Process inflection point: Drupalcon London
At Drupalcon London, several people interested in the process got together to do some research on the current system, problem analysis, brainstorming on solutions, and gave a presentation of their ideas to improve the review process. There were two big takeaways:
- the current system was taking too long, focusing on the wrong things, frustrating to new contributers
- scaling the process with human reviewers is hard, doesn't help with some areas, and we should focus on "automating" as much as possible
"Automating" takes on two meanings here. First, automate some truly automatable tasks like looking for files named LICENSE* or identifying the lack of a README.txt and alerting the user to fix those problems with links to documentation. This frees up human reviewers and is emotionally easier for the applicant to get that feedback from a robot. Second, it also means we could create a "quiz" which would help automate some of the API and security checks people do while also providing more consistent coverage of areas of Drupal.

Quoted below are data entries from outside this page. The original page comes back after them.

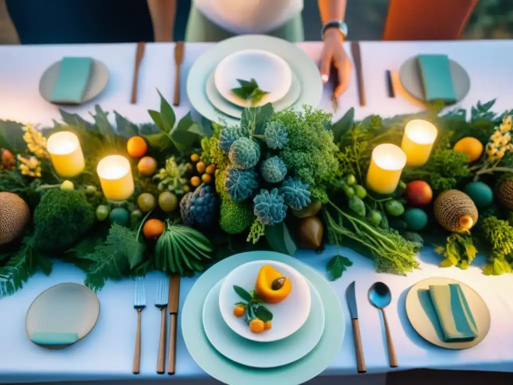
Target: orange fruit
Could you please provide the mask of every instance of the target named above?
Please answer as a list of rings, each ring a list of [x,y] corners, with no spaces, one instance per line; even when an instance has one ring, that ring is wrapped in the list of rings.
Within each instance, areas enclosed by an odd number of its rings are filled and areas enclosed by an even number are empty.
[[[204,162],[199,162],[198,164],[196,165],[196,169],[198,170],[198,172],[200,174],[203,174],[205,172],[205,169],[206,167],[205,166]]]
[[[207,166],[207,174],[210,174],[210,175],[213,175],[214,172],[215,172],[215,164],[209,164]]]
[[[483,144],[475,138],[467,137],[460,139],[452,149],[456,152],[463,152],[468,156],[468,163],[478,160],[483,155]]]
[[[156,239],[164,233],[164,222],[158,219],[150,219],[143,226],[143,234],[148,239]]]
[[[246,313],[246,309],[242,305],[237,305],[233,309],[233,315],[235,317],[242,317]]]
[[[127,142],[127,150],[131,157],[141,158],[148,151],[148,145],[141,137],[132,137]]]
[[[141,175],[151,175],[157,169],[157,161],[151,157],[142,158],[137,164],[137,169]]]
[[[201,180],[205,183],[210,183],[212,182],[212,177],[208,174],[203,174],[201,176]]]
[[[253,318],[249,321],[249,330],[253,333],[262,333],[264,331],[264,321],[260,318]]]

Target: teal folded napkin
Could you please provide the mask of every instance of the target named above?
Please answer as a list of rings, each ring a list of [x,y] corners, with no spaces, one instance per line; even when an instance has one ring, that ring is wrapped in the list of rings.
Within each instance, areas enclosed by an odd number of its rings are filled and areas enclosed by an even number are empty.
[[[476,321],[459,284],[430,285],[429,294],[445,342],[471,341],[478,336]]]
[[[64,57],[50,101],[61,104],[82,103],[92,67],[90,57]]]
[[[421,54],[417,56],[424,84],[426,101],[456,102],[456,92],[447,55]]]
[[[69,345],[78,340],[78,335],[76,333],[34,332],[30,339],[39,345]]]

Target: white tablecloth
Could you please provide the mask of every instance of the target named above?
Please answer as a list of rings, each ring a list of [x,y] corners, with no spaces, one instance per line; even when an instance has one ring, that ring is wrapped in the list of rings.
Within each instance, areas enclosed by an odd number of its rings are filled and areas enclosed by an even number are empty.
[[[176,108],[181,117],[189,110],[185,93],[188,69],[209,44],[186,46],[182,82],[181,106]],[[319,59],[320,43],[300,45],[314,60]],[[347,47],[348,50],[348,46]],[[0,119],[50,124],[59,117],[57,108],[40,97],[38,84],[44,70],[64,55],[87,55],[103,62],[109,69],[110,80],[104,93],[93,102],[80,107],[67,108],[86,116],[95,104],[106,111],[116,110],[134,122],[149,121],[148,109],[158,108],[159,88],[169,100],[174,88],[173,46],[171,44],[148,44],[141,68],[139,101],[129,103],[135,55],[134,44],[0,47]],[[387,97],[385,71],[398,68],[406,59],[418,53],[444,53],[459,62],[471,80],[470,92],[458,106],[469,108],[478,101],[497,98],[494,109],[503,111],[511,107],[510,87],[513,83],[513,42],[510,41],[464,42],[363,43],[361,44],[364,78],[367,105],[358,106],[354,76],[347,92],[341,98],[340,110],[334,119],[352,106],[357,118],[371,113],[390,116],[420,110],[405,99]],[[325,92],[319,106],[330,110],[330,91]],[[350,250],[343,255],[354,263],[342,278],[333,282],[346,316],[346,338],[338,355],[330,364],[326,374],[356,374],[356,363],[348,309],[344,293],[347,285],[357,281],[362,340],[369,373],[390,370],[382,321],[379,312],[366,299],[367,290],[376,281],[386,283],[392,290],[392,303],[387,308],[399,363],[399,370],[417,368],[513,371],[513,316],[509,293],[513,291],[510,276],[485,277],[479,263],[466,271],[456,268],[438,267],[438,257],[424,249],[419,256],[421,268],[399,277],[378,274],[372,262]],[[326,262],[334,254],[328,247],[322,255],[298,252],[297,257],[324,272]],[[479,262],[479,261],[477,261]],[[143,344],[140,378],[168,379],[167,375],[155,373],[160,330],[160,312],[153,307],[156,277],[152,273],[146,279],[148,308],[143,314]],[[487,304],[491,315],[489,333],[478,345],[464,351],[436,348],[419,337],[408,322],[404,310],[408,288],[425,278],[446,276],[470,285]],[[0,300],[0,383],[66,380],[129,379],[131,374],[136,314],[133,309],[134,283],[129,279],[108,282],[98,294],[101,314],[92,332],[75,345],[59,351],[48,351],[27,339],[24,321],[31,301],[41,291],[62,282],[83,281],[84,274],[75,267],[55,264],[50,277],[37,274],[24,288],[11,297]],[[194,279],[184,279],[180,291],[180,305]],[[513,317],[512,317],[513,318]],[[199,332],[200,332],[199,331]],[[176,374],[174,378],[200,378],[205,373],[187,352],[179,333]]]

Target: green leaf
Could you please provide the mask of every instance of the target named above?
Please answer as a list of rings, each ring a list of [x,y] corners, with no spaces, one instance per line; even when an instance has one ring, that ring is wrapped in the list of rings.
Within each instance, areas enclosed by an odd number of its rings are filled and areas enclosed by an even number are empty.
[[[352,266],[352,262],[346,257],[337,254],[328,262],[326,268],[330,281],[334,281],[342,276],[342,273],[350,266]]]
[[[260,318],[264,322],[272,320],[272,313],[265,306],[261,305],[252,305],[252,306],[256,318]]]
[[[245,108],[241,118],[241,125],[247,127],[254,135],[263,135],[265,126],[271,121],[274,109],[271,103],[261,107]]]
[[[13,153],[24,152],[27,144],[23,140],[25,131],[21,123],[10,121],[0,121],[0,148],[3,147]]]
[[[354,122],[354,108],[351,107],[343,117],[331,126],[333,137],[335,143],[338,142],[341,138],[345,136],[352,127]]]
[[[115,111],[114,111],[114,114],[116,117],[116,129],[119,134],[127,138],[139,134],[139,129],[137,126]]]
[[[271,248],[275,252],[292,256],[298,249],[287,225],[283,222],[266,226],[265,237]]]
[[[247,301],[249,302],[251,300],[251,295],[246,291],[244,288],[240,286],[233,285],[233,290],[239,295],[239,296],[245,301]]]
[[[98,105],[95,106],[94,109],[96,111],[96,113],[93,115],[93,117],[94,118],[94,122],[100,130],[100,133],[103,136],[107,143],[114,144],[115,132],[110,123],[109,123],[109,119],[107,117],[107,114]]]
[[[160,91],[159,91],[158,92],[161,97],[160,116],[161,119],[162,120],[162,124],[164,125],[163,129],[166,132],[169,132],[174,127],[174,123],[176,121],[176,117],[175,116],[173,107],[164,98]],[[156,122],[155,123],[156,123]],[[157,125],[159,125],[158,124]]]
[[[151,117],[153,122],[155,122],[157,127],[160,128],[161,131],[166,132],[166,131],[164,128],[164,123],[162,122],[162,118],[161,117],[160,112],[155,110],[148,110],[148,113],[150,114],[150,117]]]

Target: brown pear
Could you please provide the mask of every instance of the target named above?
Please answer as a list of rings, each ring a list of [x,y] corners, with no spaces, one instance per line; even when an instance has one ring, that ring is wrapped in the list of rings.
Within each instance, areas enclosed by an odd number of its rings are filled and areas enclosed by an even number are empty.
[[[324,227],[321,220],[313,216],[298,222],[298,243],[302,248],[315,249],[322,246]]]

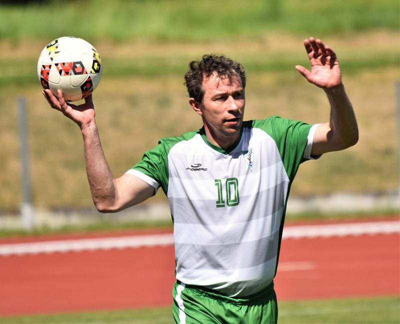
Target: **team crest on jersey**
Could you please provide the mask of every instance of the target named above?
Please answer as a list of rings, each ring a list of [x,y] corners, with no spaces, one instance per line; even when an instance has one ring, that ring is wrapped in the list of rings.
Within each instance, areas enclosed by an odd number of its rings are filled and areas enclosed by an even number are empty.
[[[244,160],[248,164],[248,170],[250,171],[253,170],[253,148],[251,148],[248,151],[242,151],[242,154]]]

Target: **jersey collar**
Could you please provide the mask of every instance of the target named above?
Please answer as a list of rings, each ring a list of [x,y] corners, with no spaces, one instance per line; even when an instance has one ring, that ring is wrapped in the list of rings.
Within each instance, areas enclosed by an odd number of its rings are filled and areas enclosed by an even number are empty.
[[[240,128],[240,134],[239,135],[239,136],[238,138],[238,139],[235,141],[235,142],[232,144],[228,148],[226,149],[222,148],[220,148],[220,146],[216,146],[214,144],[212,144],[208,141],[208,139],[207,138],[207,136],[206,135],[206,131],[204,130],[204,126],[202,127],[199,130],[199,134],[202,136],[202,138],[203,139],[203,140],[204,142],[208,145],[210,148],[212,148],[213,150],[216,150],[220,153],[222,153],[222,154],[228,154],[230,153],[234,150],[238,146],[238,144],[240,142],[240,140],[242,140],[242,134],[243,134],[243,126],[242,126]]]

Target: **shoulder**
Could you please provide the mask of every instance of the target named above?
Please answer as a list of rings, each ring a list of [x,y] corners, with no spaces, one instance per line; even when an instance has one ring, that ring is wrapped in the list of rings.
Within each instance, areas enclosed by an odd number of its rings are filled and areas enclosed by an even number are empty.
[[[202,130],[188,132],[179,136],[172,136],[161,138],[158,141],[158,146],[161,146],[166,151],[169,151],[176,144],[187,142],[193,139],[196,135],[200,135]]]
[[[274,128],[286,128],[293,122],[291,120],[274,116],[264,120],[254,120],[244,122],[243,127],[248,128],[260,128],[266,132],[272,132]]]

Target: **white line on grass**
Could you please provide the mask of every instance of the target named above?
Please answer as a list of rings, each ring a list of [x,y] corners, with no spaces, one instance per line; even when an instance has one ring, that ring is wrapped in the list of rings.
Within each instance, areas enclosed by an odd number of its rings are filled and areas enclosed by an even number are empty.
[[[284,228],[282,238],[302,238],[394,233],[400,233],[400,222],[389,221],[288,226]],[[0,256],[165,246],[173,244],[173,234],[166,234],[0,244]]]

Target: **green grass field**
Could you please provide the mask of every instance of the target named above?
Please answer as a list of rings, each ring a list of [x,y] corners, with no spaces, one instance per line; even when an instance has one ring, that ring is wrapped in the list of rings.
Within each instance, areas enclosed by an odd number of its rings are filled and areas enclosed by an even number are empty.
[[[257,38],[266,30],[348,35],[397,30],[398,8],[395,0],[56,0],[0,6],[0,38],[15,41],[79,34],[98,41],[192,42]]]
[[[86,38],[102,56],[104,74],[94,99],[116,176],[160,138],[201,126],[182,84],[188,62],[204,53],[224,53],[246,67],[246,119],[278,114],[310,123],[326,121],[326,96],[294,68],[308,64],[302,40],[312,35],[338,53],[360,140],[349,150],[302,166],[292,194],[397,190],[398,12],[398,2],[392,0],[0,5],[0,212],[16,212],[20,200],[16,107],[20,96],[28,103],[35,206],[92,206],[79,130],[49,108],[36,76],[41,50],[64,35]],[[160,194],[150,202],[154,199],[164,198]]]
[[[280,324],[398,324],[398,297],[343,298],[278,303]],[[2,324],[166,324],[170,307],[140,310],[0,317]]]

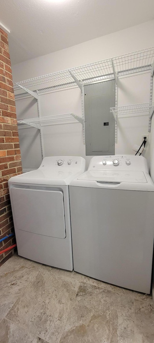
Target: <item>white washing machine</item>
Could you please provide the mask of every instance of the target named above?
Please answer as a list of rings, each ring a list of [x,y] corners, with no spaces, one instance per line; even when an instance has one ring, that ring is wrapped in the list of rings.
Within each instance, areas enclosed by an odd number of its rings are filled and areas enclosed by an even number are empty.
[[[74,269],[150,292],[154,185],[142,156],[98,156],[69,186]]]
[[[73,270],[68,185],[85,166],[79,156],[46,157],[37,170],[10,179],[19,255]]]

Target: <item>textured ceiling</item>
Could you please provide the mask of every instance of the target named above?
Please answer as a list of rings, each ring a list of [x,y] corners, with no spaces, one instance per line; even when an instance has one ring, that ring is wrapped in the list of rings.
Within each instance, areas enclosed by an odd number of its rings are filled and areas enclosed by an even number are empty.
[[[0,0],[0,8],[12,64],[154,18],[153,0]]]

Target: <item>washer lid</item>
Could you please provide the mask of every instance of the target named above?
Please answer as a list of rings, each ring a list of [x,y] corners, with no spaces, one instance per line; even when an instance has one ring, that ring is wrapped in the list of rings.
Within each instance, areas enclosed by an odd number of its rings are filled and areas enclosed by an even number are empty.
[[[95,181],[100,182],[131,182],[145,183],[147,181],[143,172],[123,170],[89,170],[78,180]]]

Regarding coverage, consider a typical Drupal module which might touch on 2 elements of security but miss 20. The quiz can help to cover all 20 items.
Work is underway on automating these things in a step-by-step manner. We'll add some, see how it works, and consider adding more as we can. If it's taken to its conclusion this will require improvements to the testing infrastructure, and automated code review tools like coder and secure code review among others.
Two big posts that you should refer to if interested in how to automate the process are the Jthorson battle plan which draws heavily on the Drupalcon London presentation for ideas. A somewhat related post is Jim Berry's ReviewDriven.com based proposal to revamp the testing.
Meanwhile back at the ranch...
Manual Drupal project reviews continue
2 months after Drupalcon London, the manual review process has to continue. For most of that time it stayed roughly the same: applications that needed review hovered in the 200+ range and projects took between 1 week and as long as 8 weeks to get a review.
However, in the last 2 weeks it has gotten a lot better. It's hard to say exactly why, but Klaus Purer of epiqo and Scott Reynen of Aten Design Group have both done an amazing number of reviews (I've done a fair number as well ;) ). Just take a look at this graph showing the "needs review" queue falling while we see a rise in the lines for the needs work and "all fixed" (a combination of fixed and closed fixed). The needs work queue dropped as low as 24, though it's back up a bit. After the initial cleanup we're getting to a point where the "needs work" queue is starting to fall and the "all fixed" is starting to rise.
How you can help!
So, now we get to the good stuff.
If you want to get involved we need help in a variety of places.
You can join the irc room for #drupal-codereview or view resources in the Code Review group, both of which will help you get plugged in to all the initiatives I described above. If you want to do reviews, you should especially read the resources in the "Go Ahead and Review" area on the group homepage. If you want to help with automation, see this wiki of tasks to automate.
Here is what I think is a somewhat important part: For folks who will do manual reviews, I am making an offer: you do the first step in the review looking for items in the how to review section and I'll do one-on-one mentoring through the security review. More on that idea in a blog post tomorrow.
*Important side note
There is also a vocal contingent that thinks the solution is to open the flood-gates. If we let anyone create a project with their own namespace and full tarball downloads then that would remove the whole need to build this crazy bureaucracy/automation stuff. The drawbacks there are namespace squatting, the problem of module duplication leading to confusion about which module to use, and that it would likely lead to large (or just larger?) numbers of insecure modules. Those problems can probably all be solved in other ways and its important to note the plan I'm working toward is not the only way to "solve" this problem.